Resting peroxisomal Ca²⁺ accumulation is not affected by P-type ATPase inhibitors and is related to a H⁺ gradient across the peroxisomal membrane. CHO cells expressing endoplasmic reticulum aequorin (erAEQmut) (A) or peroxAEQwt (B–F) were Ca²⁺-depleted as described in the legend to Fig. 6 and aequorins reconstituted with 5 μm coelenterazine (peroxAEQwt) or coelenterazine n (erAEQmut) for 1–2 h at 4 °C. A and B, in the luminometer chamber, the cells were perfused with KRB supplemented with 1 mm EGTA, and Ca²⁺ uptake into the cells was initiated by replacing EGTA with 1 mm CaCl₂, as indicated.
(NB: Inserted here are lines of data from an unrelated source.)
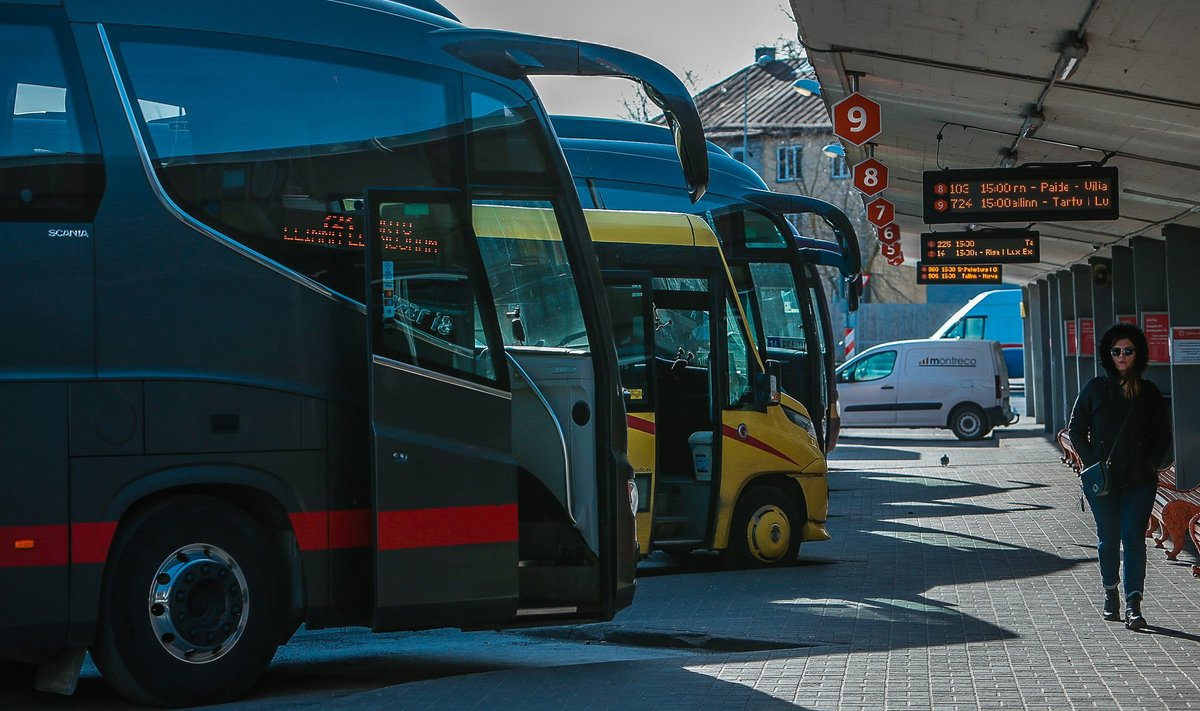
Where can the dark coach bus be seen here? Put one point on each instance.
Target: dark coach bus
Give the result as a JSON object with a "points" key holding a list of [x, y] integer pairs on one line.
{"points": [[259, 368]]}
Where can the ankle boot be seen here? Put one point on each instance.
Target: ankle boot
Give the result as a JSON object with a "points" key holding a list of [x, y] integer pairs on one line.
{"points": [[1113, 605], [1133, 614]]}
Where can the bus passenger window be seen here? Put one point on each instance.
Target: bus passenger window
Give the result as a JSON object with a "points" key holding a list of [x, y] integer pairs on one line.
{"points": [[49, 156], [275, 149]]}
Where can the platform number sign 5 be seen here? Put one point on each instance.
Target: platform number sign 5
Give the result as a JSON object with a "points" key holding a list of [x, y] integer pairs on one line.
{"points": [[856, 119]]}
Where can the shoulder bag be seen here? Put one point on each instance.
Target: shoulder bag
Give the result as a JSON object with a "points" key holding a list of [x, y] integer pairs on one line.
{"points": [[1096, 479]]}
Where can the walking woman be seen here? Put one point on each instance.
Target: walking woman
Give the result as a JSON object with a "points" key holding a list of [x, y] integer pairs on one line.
{"points": [[1121, 418]]}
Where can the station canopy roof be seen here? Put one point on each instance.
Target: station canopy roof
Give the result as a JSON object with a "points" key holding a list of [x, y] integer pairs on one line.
{"points": [[971, 71]]}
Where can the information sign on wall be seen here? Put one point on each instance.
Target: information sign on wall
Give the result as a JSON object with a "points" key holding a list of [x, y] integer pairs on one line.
{"points": [[1021, 195], [1087, 336], [1157, 326], [1186, 345]]}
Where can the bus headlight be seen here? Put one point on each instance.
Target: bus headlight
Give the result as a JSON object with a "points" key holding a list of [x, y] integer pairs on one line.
{"points": [[802, 422]]}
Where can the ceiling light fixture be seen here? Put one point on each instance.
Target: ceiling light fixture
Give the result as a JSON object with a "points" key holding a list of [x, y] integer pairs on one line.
{"points": [[834, 150], [1069, 57], [807, 87], [1033, 121]]}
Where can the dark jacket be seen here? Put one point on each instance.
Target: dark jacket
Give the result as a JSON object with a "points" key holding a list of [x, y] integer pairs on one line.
{"points": [[1102, 407], [1097, 417]]}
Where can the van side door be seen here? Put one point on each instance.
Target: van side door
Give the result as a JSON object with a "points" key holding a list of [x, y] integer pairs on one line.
{"points": [[867, 389]]}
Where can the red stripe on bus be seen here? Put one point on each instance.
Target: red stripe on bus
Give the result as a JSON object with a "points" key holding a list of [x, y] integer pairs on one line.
{"points": [[436, 527], [636, 423], [333, 530], [756, 443], [23, 547], [90, 542]]}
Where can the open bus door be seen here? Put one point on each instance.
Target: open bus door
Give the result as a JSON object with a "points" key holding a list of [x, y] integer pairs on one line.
{"points": [[444, 479], [633, 326]]}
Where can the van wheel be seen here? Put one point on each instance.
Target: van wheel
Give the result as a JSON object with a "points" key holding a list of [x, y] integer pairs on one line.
{"points": [[967, 422], [193, 604], [766, 530]]}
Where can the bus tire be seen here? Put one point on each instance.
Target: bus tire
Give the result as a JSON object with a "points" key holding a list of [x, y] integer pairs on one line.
{"points": [[765, 531], [192, 607], [967, 422]]}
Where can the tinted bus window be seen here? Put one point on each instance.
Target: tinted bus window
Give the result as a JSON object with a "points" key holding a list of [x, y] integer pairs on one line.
{"points": [[49, 159], [275, 149]]}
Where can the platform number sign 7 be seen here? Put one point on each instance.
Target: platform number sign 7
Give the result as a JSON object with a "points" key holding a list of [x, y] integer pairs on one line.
{"points": [[880, 211]]}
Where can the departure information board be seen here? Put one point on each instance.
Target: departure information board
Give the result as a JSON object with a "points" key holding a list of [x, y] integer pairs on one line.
{"points": [[958, 273], [1039, 193], [984, 246]]}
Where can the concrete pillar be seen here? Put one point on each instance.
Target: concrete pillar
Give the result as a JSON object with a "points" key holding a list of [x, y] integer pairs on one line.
{"points": [[1029, 304], [1056, 333], [1085, 324], [1182, 257], [1150, 293], [1066, 326], [1042, 357]]}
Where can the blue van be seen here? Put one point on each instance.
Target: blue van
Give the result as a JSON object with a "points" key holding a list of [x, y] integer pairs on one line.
{"points": [[995, 316]]}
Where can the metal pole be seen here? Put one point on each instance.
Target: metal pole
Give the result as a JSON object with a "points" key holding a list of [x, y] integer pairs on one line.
{"points": [[745, 117]]}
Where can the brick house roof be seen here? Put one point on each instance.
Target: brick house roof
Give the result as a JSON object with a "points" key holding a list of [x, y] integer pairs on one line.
{"points": [[763, 94]]}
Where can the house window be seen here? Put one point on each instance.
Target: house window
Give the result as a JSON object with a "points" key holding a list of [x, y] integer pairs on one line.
{"points": [[839, 169], [787, 162]]}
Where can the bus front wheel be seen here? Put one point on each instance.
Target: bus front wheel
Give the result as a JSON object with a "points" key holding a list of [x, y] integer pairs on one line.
{"points": [[766, 530], [192, 607]]}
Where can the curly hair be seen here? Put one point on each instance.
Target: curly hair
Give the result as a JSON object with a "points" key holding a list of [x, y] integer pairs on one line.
{"points": [[1140, 359]]}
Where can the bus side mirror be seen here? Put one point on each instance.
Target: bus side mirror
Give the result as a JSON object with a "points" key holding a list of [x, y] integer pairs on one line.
{"points": [[766, 387]]}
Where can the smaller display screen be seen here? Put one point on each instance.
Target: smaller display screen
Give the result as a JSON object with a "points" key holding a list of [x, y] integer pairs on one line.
{"points": [[958, 273], [989, 246]]}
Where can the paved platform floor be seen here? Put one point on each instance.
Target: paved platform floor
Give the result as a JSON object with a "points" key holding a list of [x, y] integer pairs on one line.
{"points": [[971, 585]]}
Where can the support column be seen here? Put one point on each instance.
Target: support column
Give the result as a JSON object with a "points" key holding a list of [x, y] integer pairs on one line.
{"points": [[1029, 305], [1056, 332], [1085, 326], [1042, 356], [1069, 344], [1150, 291], [1182, 256]]}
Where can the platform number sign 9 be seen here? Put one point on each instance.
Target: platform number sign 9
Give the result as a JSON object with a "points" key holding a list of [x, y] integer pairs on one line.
{"points": [[856, 119]]}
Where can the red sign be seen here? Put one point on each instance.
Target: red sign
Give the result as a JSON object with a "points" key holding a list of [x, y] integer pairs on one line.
{"points": [[870, 177], [1157, 326], [888, 234], [880, 211], [1087, 336], [856, 119]]}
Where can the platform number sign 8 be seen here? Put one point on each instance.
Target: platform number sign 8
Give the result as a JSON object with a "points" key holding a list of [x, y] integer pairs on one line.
{"points": [[870, 177]]}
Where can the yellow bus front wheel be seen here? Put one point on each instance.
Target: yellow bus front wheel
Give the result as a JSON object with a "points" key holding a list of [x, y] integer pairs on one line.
{"points": [[766, 530]]}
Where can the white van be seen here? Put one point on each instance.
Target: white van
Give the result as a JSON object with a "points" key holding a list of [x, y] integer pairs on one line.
{"points": [[927, 383]]}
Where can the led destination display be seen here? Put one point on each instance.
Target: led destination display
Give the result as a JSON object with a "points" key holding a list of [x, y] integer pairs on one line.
{"points": [[987, 246], [1021, 195], [958, 273]]}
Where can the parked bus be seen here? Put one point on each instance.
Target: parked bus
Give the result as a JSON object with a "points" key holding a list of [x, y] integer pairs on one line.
{"points": [[625, 165], [720, 461], [263, 369]]}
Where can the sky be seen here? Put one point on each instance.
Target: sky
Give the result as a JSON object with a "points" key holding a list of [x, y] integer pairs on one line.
{"points": [[712, 39]]}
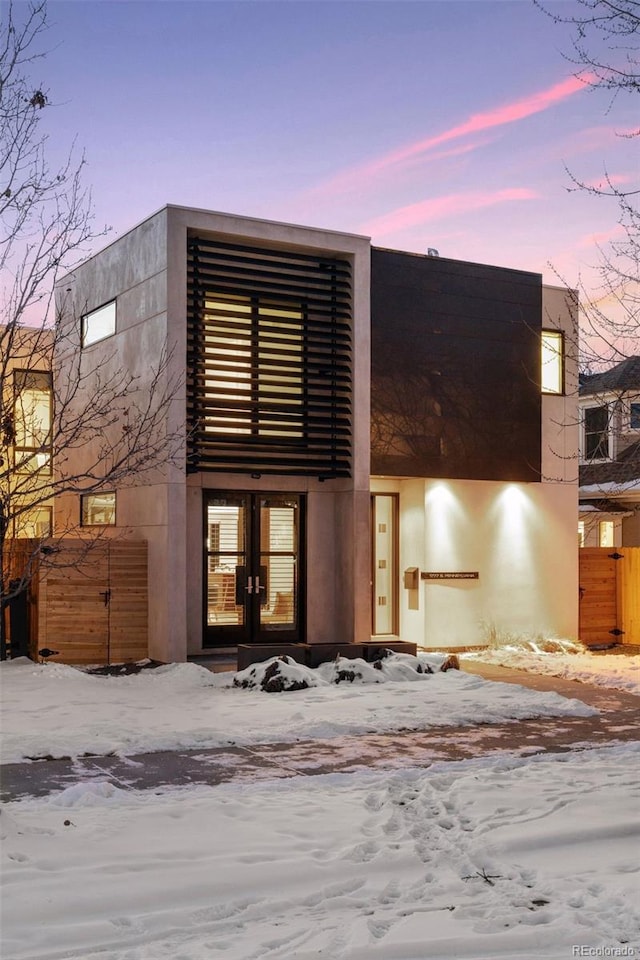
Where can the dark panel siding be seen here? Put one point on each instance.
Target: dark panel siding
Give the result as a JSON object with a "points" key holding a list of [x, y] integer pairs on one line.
{"points": [[455, 369]]}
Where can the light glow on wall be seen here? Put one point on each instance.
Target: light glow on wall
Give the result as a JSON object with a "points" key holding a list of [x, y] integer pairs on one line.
{"points": [[513, 519], [445, 519]]}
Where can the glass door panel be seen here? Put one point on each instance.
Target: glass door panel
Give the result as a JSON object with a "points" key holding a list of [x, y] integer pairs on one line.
{"points": [[226, 561], [385, 565], [278, 564], [252, 569]]}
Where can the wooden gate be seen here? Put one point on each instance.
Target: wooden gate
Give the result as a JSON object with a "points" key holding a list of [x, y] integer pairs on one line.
{"points": [[609, 595], [90, 606]]}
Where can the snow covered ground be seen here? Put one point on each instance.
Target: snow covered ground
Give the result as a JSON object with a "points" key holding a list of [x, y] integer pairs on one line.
{"points": [[57, 710], [531, 857], [495, 858], [619, 671]]}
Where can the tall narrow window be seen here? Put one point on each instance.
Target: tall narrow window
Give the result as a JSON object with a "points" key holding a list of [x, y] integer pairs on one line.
{"points": [[552, 379], [596, 432], [605, 533], [32, 420]]}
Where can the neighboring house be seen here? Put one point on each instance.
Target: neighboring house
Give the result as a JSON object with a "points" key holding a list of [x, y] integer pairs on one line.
{"points": [[373, 443], [26, 415], [610, 456]]}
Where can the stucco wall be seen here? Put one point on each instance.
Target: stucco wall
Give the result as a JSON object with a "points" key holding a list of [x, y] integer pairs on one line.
{"points": [[521, 540], [133, 270]]}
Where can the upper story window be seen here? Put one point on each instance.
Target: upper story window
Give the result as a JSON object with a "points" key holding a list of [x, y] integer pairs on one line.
{"points": [[606, 533], [269, 360], [36, 524], [98, 509], [254, 379], [32, 416], [99, 324], [552, 378], [596, 432]]}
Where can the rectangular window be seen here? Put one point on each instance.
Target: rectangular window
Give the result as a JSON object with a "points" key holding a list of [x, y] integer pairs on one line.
{"points": [[99, 324], [98, 509], [552, 379], [36, 524], [32, 416], [605, 533], [596, 432], [254, 357]]}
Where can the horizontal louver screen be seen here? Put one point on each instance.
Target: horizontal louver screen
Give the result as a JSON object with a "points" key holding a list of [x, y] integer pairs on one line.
{"points": [[268, 361]]}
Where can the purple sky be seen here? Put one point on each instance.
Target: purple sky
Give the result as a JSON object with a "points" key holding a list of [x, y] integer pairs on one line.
{"points": [[421, 124]]}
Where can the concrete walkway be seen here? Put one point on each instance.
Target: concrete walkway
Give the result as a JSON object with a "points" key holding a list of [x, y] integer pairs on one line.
{"points": [[619, 720]]}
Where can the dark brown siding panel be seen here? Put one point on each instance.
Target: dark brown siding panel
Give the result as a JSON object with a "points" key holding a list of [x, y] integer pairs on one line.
{"points": [[455, 369]]}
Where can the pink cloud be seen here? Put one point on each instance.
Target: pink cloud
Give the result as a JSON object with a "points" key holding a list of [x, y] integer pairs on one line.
{"points": [[508, 113], [611, 180], [439, 207], [598, 239]]}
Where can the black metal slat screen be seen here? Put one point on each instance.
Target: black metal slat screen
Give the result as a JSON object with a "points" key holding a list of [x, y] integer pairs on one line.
{"points": [[268, 360]]}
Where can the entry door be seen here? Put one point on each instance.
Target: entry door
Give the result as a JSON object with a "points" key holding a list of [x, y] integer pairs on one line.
{"points": [[384, 555], [253, 568]]}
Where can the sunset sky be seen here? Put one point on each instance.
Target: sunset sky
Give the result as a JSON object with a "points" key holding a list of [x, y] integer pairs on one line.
{"points": [[421, 124]]}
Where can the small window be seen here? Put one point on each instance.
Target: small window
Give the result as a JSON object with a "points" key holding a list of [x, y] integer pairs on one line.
{"points": [[605, 533], [596, 432], [552, 379], [99, 324], [98, 509], [36, 524]]}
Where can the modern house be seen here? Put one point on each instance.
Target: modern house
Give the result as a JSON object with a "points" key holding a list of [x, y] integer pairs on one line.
{"points": [[610, 456], [368, 443]]}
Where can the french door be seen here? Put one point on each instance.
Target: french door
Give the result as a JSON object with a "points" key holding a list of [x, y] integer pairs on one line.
{"points": [[253, 577]]}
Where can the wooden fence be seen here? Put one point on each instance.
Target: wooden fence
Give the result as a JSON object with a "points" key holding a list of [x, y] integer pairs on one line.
{"points": [[90, 605], [610, 595]]}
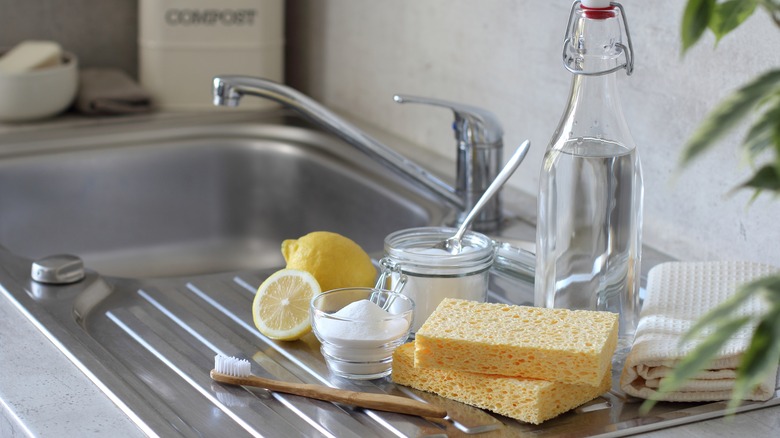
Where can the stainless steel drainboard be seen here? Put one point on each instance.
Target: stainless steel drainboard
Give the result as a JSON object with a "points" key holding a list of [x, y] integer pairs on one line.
{"points": [[149, 344]]}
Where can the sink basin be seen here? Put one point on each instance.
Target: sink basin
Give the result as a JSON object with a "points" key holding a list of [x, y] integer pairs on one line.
{"points": [[196, 200]]}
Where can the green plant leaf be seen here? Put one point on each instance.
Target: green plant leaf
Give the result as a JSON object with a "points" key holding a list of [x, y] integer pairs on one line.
{"points": [[696, 18], [760, 359], [728, 15], [762, 133], [729, 112], [697, 359]]}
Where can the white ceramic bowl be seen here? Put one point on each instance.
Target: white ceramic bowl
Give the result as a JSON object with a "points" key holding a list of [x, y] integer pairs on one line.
{"points": [[40, 93]]}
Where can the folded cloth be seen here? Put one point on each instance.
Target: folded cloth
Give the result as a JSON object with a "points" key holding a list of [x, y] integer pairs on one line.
{"points": [[678, 294], [110, 91]]}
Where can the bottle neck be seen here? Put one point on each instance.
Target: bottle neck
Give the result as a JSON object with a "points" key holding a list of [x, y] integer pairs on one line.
{"points": [[593, 52]]}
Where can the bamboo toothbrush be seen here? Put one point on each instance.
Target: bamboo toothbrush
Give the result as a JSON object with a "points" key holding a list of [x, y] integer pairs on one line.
{"points": [[234, 371]]}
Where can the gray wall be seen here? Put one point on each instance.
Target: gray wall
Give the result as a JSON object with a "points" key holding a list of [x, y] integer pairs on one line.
{"points": [[505, 55]]}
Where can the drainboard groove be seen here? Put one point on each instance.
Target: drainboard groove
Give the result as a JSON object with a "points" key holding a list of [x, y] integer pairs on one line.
{"points": [[194, 328], [298, 361], [181, 368]]}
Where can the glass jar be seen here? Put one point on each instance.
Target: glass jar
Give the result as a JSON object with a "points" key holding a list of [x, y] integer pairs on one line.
{"points": [[432, 274]]}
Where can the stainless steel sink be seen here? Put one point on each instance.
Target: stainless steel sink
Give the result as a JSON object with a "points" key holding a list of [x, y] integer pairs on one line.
{"points": [[178, 221], [194, 200]]}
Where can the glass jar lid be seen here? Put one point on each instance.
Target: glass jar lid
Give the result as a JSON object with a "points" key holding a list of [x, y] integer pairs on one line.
{"points": [[412, 251]]}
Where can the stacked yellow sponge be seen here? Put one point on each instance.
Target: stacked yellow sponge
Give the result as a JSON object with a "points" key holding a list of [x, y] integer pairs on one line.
{"points": [[527, 363]]}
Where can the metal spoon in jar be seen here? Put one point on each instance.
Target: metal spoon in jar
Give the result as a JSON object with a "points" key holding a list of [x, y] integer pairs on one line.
{"points": [[452, 244]]}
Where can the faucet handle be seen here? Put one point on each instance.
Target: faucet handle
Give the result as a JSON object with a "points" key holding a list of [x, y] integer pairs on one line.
{"points": [[473, 125]]}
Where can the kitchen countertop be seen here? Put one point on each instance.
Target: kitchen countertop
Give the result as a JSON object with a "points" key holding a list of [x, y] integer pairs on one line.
{"points": [[44, 394]]}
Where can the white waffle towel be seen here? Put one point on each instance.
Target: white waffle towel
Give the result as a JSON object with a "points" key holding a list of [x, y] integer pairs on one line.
{"points": [[678, 293]]}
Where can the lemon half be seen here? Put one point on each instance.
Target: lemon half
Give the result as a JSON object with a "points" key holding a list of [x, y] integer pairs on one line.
{"points": [[334, 260], [280, 309]]}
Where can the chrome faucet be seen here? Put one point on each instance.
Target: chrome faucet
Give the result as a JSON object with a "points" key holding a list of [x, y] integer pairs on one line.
{"points": [[477, 131]]}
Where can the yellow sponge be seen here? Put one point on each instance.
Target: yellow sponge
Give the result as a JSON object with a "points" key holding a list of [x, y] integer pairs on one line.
{"points": [[558, 345], [528, 400]]}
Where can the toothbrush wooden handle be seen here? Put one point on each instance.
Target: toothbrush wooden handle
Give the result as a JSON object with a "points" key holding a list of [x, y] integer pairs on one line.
{"points": [[380, 402]]}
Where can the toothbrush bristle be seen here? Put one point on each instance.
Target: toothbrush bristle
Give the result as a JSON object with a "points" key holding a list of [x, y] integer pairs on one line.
{"points": [[232, 366]]}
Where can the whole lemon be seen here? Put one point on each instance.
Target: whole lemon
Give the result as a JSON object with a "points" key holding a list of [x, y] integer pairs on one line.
{"points": [[334, 260]]}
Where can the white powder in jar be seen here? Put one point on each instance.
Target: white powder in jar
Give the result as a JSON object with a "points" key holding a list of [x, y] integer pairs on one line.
{"points": [[428, 290]]}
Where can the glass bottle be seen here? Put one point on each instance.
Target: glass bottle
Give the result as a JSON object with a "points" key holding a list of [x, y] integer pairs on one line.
{"points": [[590, 190]]}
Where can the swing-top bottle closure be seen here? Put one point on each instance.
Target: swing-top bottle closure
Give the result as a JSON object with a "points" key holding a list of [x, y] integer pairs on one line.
{"points": [[574, 49]]}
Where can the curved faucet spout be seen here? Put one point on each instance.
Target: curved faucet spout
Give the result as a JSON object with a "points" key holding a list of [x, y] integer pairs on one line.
{"points": [[228, 91]]}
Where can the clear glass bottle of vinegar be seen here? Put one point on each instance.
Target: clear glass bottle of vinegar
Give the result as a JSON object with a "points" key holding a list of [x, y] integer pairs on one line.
{"points": [[590, 190]]}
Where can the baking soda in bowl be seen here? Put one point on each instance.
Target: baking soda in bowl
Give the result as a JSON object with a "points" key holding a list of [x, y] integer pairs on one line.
{"points": [[359, 338]]}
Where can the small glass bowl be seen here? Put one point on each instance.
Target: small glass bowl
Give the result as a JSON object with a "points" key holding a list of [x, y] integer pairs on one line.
{"points": [[358, 337]]}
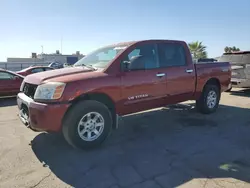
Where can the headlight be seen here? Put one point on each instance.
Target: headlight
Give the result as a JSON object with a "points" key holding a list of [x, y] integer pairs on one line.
{"points": [[50, 90]]}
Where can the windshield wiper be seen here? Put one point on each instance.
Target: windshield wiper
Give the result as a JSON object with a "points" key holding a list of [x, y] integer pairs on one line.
{"points": [[88, 66]]}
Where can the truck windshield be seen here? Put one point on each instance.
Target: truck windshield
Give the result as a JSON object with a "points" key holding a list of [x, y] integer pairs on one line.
{"points": [[100, 58]]}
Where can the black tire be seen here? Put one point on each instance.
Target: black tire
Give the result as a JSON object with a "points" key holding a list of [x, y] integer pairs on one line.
{"points": [[73, 117], [201, 104], [229, 90]]}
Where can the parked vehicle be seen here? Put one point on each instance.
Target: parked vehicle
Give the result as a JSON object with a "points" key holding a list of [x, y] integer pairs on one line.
{"points": [[240, 63], [56, 65], [34, 69], [85, 101], [10, 83]]}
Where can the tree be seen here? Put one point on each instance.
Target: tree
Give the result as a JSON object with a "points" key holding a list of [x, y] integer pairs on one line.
{"points": [[198, 50], [231, 49]]}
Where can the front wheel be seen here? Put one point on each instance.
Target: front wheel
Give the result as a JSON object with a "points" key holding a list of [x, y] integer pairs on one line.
{"points": [[209, 99], [87, 124]]}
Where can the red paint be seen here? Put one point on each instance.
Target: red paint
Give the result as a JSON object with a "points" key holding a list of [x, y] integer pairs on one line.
{"points": [[30, 70], [176, 86]]}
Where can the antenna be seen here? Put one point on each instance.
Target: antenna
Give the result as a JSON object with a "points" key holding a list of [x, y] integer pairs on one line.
{"points": [[61, 44]]}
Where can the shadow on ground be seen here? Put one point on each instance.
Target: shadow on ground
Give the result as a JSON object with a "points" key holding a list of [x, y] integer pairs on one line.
{"points": [[242, 93], [167, 147], [8, 101]]}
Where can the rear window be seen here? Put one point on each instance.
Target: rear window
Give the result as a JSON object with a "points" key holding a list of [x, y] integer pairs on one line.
{"points": [[236, 58]]}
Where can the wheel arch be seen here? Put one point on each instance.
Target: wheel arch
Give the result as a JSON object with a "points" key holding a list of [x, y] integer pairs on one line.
{"points": [[213, 81], [100, 97]]}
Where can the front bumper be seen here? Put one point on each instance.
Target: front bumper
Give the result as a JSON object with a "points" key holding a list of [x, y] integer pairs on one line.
{"points": [[240, 83], [40, 116]]}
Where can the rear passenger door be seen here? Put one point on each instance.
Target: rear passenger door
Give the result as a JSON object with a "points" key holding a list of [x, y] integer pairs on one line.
{"points": [[36, 70], [144, 84], [180, 76]]}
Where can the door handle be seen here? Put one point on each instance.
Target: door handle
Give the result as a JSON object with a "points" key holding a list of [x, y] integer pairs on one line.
{"points": [[160, 74], [189, 70]]}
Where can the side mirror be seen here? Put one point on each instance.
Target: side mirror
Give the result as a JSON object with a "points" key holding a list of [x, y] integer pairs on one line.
{"points": [[16, 78]]}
The cells were incubated with (gray traces) and without (black traces) 1 μm thapsigargin during the final 10 min of the reconstitution. C, cells were permeabilized with 20 μm digitonin, i.e. a concentration that preserves the integrity of the peroxisomes and of the other subcellular organelles (19) and perfused in IB/EGTA medium. Ca²⁺ uptake was triggered by omitting EGTA (with ∼5 μm Ca²⁺) in the presence (gray trace) or absence (black trace) of 100 μm orthovanadate. Where indicated 100 μm ATP (B) or 5 μm IP₃ (C) were added to challenge the IP₃-mediated peroxisomal Ca²⁺ uptake. D, cells were incubated with (gray trace) or without (black trace) 300 nm bafilomycin in KRB supplemented with 1 mm EGTA for 15 min at 37 °C before replacing EGTA with 1 mm CaCl₂. E and F, after Ca²⁺ depletion and aequorin reconstitution, CHO cells were initially perfused with KRB supplemented with 1 mm EGTA and then with KRB/Ca²⁺ in the presence of 2 μm FCCP. All of the presented traces are representative of at least 15 separate experiments that yielded the same results.

FIGURE 8.

Ca²⁺ sensitivity of CHO peroxisomes. Upper panel, CHO cells expressing peroxAEQwt (A) or peroxAEQmut (B) were permeabilized with digitonin as described in the legend to Fig. 7. Ca²⁺ uptake was triggered by perfusing the cells with IB in the presence of EGTA-buffered solutions of CaCl₂ at the indicated concentrations. Lower panel, CHO cells expressing cytAEQwt (C) or peroxAEQwt (D) were Ca²⁺-depleted by treatment with oligomycin, and after Ca²⁺ refilling with KRB/Ca²⁺ were treated with 100 μm tBuBHQ diluted in the same medium. No [Ca²⁺]_perox peaks were detected in CHO cells expressing peroxAEQmut in the same experimental conditions (not shown). All of the presented traces are representative of at least nine separate experiments that yielded similar results.